Pour faire face à cette situation critique, l’Union des banques arabes s’est engagée auprès de la CESAO à mobiliser 1 000 milliards de dollars de financements dédiés aux Objectifs de développement durable (ODD) d’ici à 2030, une première dans l’histoire bancaire de la région.
Mais les chiffres actuels montrent que les financements réellement orientés vers l’eau, l’agriculture durable, la lutte contre la pauvreté ou le climat restent « encore très faibles ». Fattouh a pourtant rappelé que la région dispose de tous les ingrédients pour se transformer en un acteur clé de la transition, citant notamment les énergies renouvelables, les capitaux, la position géographique stratégique et des ressources humaines jeunes et qualifiées.

Il a appelé à repenser le modèle économique arabe, non plus fondé sur l’exportation brute de ressources, mais sur une intégration active dans la nouvelle économie mondiale, notamment dans l’hydrogène, l’agriculture intelligente et la diversification énergétique.

Pour Khaled Hanafy, secrétaire général de l’Union des chambres arabes, le monde arabe est prêt : « Le secteur privé est pleinement préparé à relever les défis. » Il a exhorté à « faire les choses différemment », afin de construire non seulement des marchés, mais aussi des relations porteuses de valeurs communes entre l’Europe et le monde arabe.
Dans un monde en mutation rapide, il a invité à dépasser les logiques traditionnelles d’échange pour entrer dans une ère de co-construction, fondée sur l’innovation, la compréhension mutuelle et la durabilité.

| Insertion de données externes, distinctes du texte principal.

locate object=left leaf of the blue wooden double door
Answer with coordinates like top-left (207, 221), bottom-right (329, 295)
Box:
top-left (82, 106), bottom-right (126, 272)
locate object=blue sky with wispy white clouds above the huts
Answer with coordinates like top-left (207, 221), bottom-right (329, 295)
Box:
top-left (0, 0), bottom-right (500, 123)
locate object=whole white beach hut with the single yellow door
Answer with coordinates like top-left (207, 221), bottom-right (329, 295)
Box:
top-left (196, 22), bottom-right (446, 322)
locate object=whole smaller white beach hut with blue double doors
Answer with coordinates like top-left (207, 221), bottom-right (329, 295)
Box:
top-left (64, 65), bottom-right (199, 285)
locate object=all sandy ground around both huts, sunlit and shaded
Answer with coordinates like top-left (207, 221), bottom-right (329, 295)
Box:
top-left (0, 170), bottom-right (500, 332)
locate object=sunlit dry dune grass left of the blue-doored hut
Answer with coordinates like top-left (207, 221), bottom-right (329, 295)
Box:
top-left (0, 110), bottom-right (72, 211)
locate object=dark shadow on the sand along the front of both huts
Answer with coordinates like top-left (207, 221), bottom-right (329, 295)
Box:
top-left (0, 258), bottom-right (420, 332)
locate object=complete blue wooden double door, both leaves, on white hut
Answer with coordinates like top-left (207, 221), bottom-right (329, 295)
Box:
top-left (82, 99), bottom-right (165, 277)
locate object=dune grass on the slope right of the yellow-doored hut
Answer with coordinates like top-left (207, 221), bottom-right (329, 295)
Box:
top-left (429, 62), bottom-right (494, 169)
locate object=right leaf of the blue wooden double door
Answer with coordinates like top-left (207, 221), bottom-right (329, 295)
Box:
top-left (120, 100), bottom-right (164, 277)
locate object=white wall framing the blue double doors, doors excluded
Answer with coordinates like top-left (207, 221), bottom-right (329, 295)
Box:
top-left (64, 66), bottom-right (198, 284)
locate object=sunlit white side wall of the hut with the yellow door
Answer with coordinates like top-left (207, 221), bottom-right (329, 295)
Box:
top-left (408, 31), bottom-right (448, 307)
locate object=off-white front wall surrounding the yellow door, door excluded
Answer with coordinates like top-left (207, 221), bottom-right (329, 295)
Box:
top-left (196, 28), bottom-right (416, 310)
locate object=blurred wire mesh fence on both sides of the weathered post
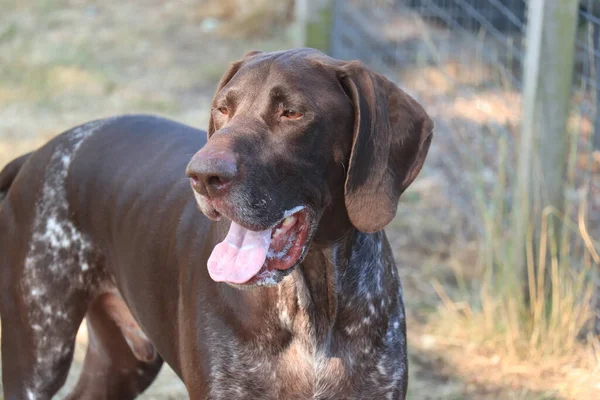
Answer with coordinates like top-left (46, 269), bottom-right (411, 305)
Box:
top-left (330, 0), bottom-right (600, 332)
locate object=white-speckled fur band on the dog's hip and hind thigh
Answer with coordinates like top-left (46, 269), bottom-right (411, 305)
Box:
top-left (21, 120), bottom-right (106, 399)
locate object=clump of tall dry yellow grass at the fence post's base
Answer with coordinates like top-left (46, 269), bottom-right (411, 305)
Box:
top-left (416, 194), bottom-right (600, 399)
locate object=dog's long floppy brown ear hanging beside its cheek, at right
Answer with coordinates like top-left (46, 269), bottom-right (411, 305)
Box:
top-left (338, 61), bottom-right (433, 232)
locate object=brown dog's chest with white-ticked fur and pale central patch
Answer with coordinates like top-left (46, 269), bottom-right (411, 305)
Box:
top-left (206, 241), bottom-right (406, 399)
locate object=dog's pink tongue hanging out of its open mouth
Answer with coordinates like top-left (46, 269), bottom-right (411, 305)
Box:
top-left (208, 222), bottom-right (271, 284)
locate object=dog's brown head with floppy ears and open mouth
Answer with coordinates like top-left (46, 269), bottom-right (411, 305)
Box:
top-left (187, 49), bottom-right (433, 285)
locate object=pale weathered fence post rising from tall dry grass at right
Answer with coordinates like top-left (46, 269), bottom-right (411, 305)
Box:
top-left (513, 0), bottom-right (578, 296)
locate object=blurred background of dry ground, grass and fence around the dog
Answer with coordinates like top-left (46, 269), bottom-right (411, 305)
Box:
top-left (0, 0), bottom-right (600, 400)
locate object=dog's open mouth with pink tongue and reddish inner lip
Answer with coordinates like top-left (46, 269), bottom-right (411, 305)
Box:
top-left (208, 206), bottom-right (310, 286)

Intervenant avec force, Samira Sitail, ambassadrice du Maroc en France, a détaillé le rôle clé que joue son pays dans ces dynamiques. Elle a tout d’abord rappelé le soutien « stratégique et essentiel » de la France à la souveraineté marocaine sur ses provinces du Sud, un geste politique qu’elle a qualifié de « justice rendue ».

Mais c’est surtout la dimension économique qu’elle a mise en avant, saluant l’engagement du MEDEF International et des entreprises françaises dans les projets structurants des provinces du Sud, notamment le port de Dakhla, déjà construit à 50 %. Ce futur hub atlantique offrira aux pays enclavés d’Afrique de vastes débouchés, pouvant accroître de 30 à 35 % leurs exportations comme leurs importations.

Elle a plaidé pour un renforcement de la coopération France–Maroc–Afrique, citant l’exemple très concret de la coopération triangulaire Maroc–France–Burkina Faso dans la gestion de l’eau, présentée lors du dernier Sommet mondial de l’eau à Marrakech.

Face à l’impact du changement climatique, particulièrement sévère dans le monde arabe, où les températures augmentent 50 % plus vite qu’ailleurs, elle s’est montrée résolument optimiste.
Elle a salué les « visions à long terme » de pays comme l’Arabie saoudite, les Émirats arabes unis et le Qatar, qui ont engagé des stratégies ambitieuses de transition hydrique et énergétique.

Cette sixième édition du Sommet économique France–Pays arabes a démontré l’émergence d’une vision partagée : la gestion de l’eau sera le défi stratégique de la région pour les prochaines décennies, et la transition écologique une opportunité majeure de développement.

Le partenariat France–monde arabe doit désormais se construire dans une logique d’intégration, de co-développement et de long terme, à l’heure où la région se prépare à une croissance de 0,7 % en 2026 dans un contexte international incertain.